Republic has to drop its RAL program altogether by April 30th, 2012. Although Republic operates an extensive set of traditional financial services - mortgages, small business lending, and other activities - the RAL business is its most lucrative. Non-interest income within Republic's Tax Refund Solutions ("TRS") division was $59 million in 2010. Overall, the bank recorded $64 million in net income across its entire operations in 2010.

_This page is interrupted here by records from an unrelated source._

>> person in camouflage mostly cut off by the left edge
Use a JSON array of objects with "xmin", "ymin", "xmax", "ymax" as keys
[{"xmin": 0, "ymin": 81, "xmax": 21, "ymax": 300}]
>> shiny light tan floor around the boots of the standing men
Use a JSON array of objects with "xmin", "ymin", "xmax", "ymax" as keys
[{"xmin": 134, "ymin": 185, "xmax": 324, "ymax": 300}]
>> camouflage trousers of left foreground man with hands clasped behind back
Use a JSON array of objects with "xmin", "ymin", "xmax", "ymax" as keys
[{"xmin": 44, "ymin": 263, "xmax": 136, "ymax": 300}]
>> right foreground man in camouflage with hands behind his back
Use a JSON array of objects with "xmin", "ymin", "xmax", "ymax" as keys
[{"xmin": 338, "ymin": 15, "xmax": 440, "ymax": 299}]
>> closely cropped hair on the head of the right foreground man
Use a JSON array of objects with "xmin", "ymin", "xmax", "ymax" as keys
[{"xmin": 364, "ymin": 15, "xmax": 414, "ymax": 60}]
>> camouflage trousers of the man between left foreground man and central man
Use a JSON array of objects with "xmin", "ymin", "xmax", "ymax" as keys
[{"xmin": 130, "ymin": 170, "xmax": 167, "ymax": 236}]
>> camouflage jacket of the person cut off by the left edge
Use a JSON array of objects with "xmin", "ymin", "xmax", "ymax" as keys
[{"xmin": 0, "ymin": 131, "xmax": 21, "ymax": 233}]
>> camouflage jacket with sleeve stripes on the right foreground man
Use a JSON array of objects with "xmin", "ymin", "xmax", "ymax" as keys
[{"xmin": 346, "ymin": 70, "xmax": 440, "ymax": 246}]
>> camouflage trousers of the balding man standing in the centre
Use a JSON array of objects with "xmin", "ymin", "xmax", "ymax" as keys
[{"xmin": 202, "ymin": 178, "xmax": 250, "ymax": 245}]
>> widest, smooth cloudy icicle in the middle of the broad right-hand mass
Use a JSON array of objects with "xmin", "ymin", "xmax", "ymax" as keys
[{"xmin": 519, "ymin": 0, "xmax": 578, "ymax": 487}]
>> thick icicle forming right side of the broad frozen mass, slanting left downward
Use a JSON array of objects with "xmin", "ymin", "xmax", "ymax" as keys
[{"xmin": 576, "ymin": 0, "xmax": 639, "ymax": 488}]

Republic will still offer refund anticipation checks. However, they will do so under extensive scrutiny from the IRS. Most of the new agreements are essentially the dictates within the old cease-and-desist. Now, however, the solutions for the problems documented in the 2009 order are now operationalized. Republic is responsible for providing positive proof that their partner preparers are adequately trained. In turn, the FDIC says it will verify that training by conduction spot checks at ten percent of Republic's partner tax prep affiliates. All of their partner preparers are going to have to face additional monitoring to prove that they are preparing returns well. Any mock-up of a new advertisement for tax settlement products will have to get the FDIC's approval, as well.

In short, the FDIC is going to be the new drill sergeant.

Republic even has to let the FDIC if they are doing well. If the volume of tax settlement products goes up by a threshold relative to last year (25 percent), then the FDIC has to know about it. If Republic wants to offer any new kind of tax settlement product, then again, the FDIC has to know about it. Do you get the trend here? If Republic contemplates doing anything more than changing the doorbells with the Tax Refund Solutions division, then FDIC has to know about it.

The decision culminates years of efforts by regulators and consumer advocates to eliminate a product whose value proposition rested on several specious claims: first, that RAL consumers were so desperate for money that virtually any price was legitimate. Second, that everyone should ignore the constant fraud that accompanied tax advance loans as a series of unrelated one-time problems and not empirical evidence of a widespread lack of training among partner preparers. Third, that the quality and price of preparation was not factored by the availability of tax products.

The price of RALs varied every year. A single issuer might have several different price schedules in their agreements with different preparers. Without exception, the fees were high. Moreover, the availability of a RAL often allowed preparers to charge more for their tax prep.